Conclusions: Regular symptom tracking from population representative samples is an effective screening tool auxiliary to laboratory diagnostics for novel pathogens at critical times, as manifested in this study of COVID-19 patterns. Integrated surveillance systems might benefit from more direct involvement of citizens' active symptom tracking.

Keywords: COVID-19; SARS-CoV-2; epidemiology; health policy.

Figure 1

Graphical representation of the study design and methods. (A) Study design. (B) Methods: each aim (either pale blue or pale pink foreground) was addressed with both aggregate (pale yellow background) and individual-level (light grey background) outcome and methods. ¹Performed at the study centre. ²Self-reported contacts with positive or symptomatic individuals OR any positive swab test.
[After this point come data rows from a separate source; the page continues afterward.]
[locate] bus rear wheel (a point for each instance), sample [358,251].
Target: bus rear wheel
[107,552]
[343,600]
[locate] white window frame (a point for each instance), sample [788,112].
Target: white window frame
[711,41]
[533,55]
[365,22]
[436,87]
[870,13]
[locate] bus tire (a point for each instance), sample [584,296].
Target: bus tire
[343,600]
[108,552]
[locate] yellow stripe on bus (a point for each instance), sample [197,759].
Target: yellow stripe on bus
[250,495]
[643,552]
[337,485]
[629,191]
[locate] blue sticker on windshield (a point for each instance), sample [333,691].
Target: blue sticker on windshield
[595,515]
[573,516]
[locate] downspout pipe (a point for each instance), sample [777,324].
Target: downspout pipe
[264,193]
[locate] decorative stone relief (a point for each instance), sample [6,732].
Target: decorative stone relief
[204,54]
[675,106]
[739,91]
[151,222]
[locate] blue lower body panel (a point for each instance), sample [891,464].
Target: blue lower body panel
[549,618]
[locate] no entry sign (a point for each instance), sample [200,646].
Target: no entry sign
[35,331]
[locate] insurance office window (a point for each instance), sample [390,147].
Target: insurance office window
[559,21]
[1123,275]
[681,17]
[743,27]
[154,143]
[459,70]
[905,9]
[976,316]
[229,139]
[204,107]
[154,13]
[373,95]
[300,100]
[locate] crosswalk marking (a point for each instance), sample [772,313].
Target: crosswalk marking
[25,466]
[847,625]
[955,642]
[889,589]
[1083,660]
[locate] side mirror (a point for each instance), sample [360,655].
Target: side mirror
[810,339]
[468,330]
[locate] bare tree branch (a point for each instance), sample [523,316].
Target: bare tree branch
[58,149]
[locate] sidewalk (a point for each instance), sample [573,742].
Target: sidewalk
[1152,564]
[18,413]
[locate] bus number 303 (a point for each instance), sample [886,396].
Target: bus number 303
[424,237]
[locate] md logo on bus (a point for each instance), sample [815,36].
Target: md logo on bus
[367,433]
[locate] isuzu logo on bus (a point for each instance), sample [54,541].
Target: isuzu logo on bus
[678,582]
SAb, serum antibody.

Figure 2

Results of the zero-inflated negative binomial model. ^AModelling the probability of a symptomatic episode with any number of symptoms (reversed log odds from the original model). ^BModelling the expected number of symptoms conditional on a symptomatic episode.

Figure 3

Discriminatory capacity of symptoms derived from random forest analysis. The relative change represents the decrease in accuracy in the discriminatory ability of the model if the symptom is not included.

Figure 4

Results of the cluster analysis on the incidence of symptoms over time. (A) Trajectories of symptoms (coloured plain lines) and self-reported T⁺ (black dotted line). The dynamic correlation between the trajectory of each symptom and self-reported T⁺ is included within brackets in the legend keys. (A, B) Two clusters of symptoms are distinguished by warm (high frequency) and cold (low frequency) colours, respectively. (B) The heatmap in grey scale represents incidence of each symptom across time and reflects y-axis incidence in panel A.